Question

I had convenience methods littered all over the place. I have now pushed these in to a couple of helper classes and I made the helper classes protected members of my layer supertypes.

Everything was going along swimmingly until I came to Zend View. I have extended Zend View to make my layer supertype but when I try to attach a protected member it throws a:

Zend View Exception: Setting private or protected class members is not allowed.

Firstly, why would such members not be allowed? Any ideas? Secondly, have you circumvented it in the past? And how did that go? (It seems that the framework detects protected members by the presence of a leading underscore. This seems a bit hit-and-miss, and also easy to get around).

Note - I'm not saying that I would circumvent it. I'm just trying to find out what others have done in the past (since it seems an odd constraint).
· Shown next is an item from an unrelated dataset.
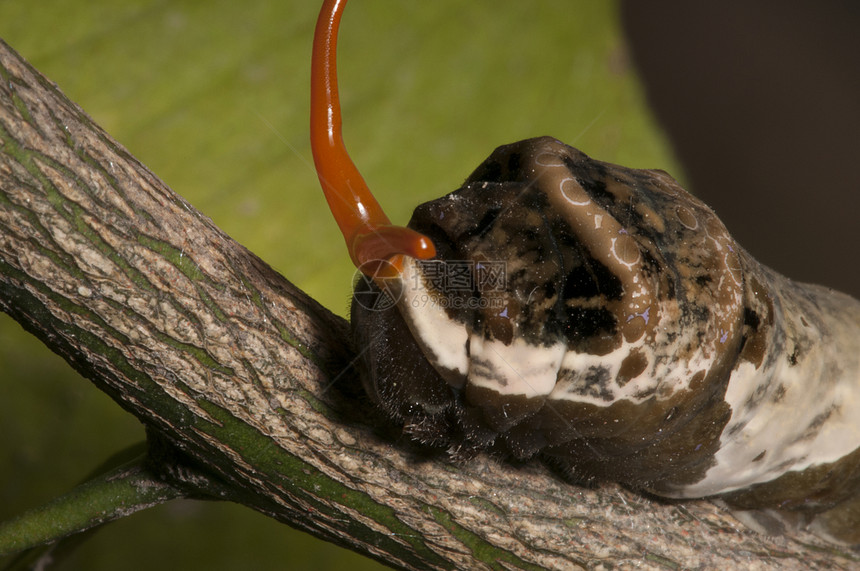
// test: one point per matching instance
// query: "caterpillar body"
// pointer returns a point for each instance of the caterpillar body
(560, 307)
It's an important point for me since I am using traits to bring the helpers and associated proxy methods into each superclass. I don't want to maintain a separate trait just for the View. Alternatively, I don't want to make the helpers public members of each superclass.

Thank you!

Was it helpful?

Solution

Data encapsulation.

Underscore properties are not allowed primarily so that the developer can't accidentally overwrite View properties that are part of the framework.

This essentially protects all of the framework's View properties and allows you, the developer, free rain over any public properties you wish to set.

The authors of Zend View can then be sure of two things: (1) they control (and author) the private and protected class properties and (2) you control the public properties. This makes for logical data encapsulation and maintainable class overloading.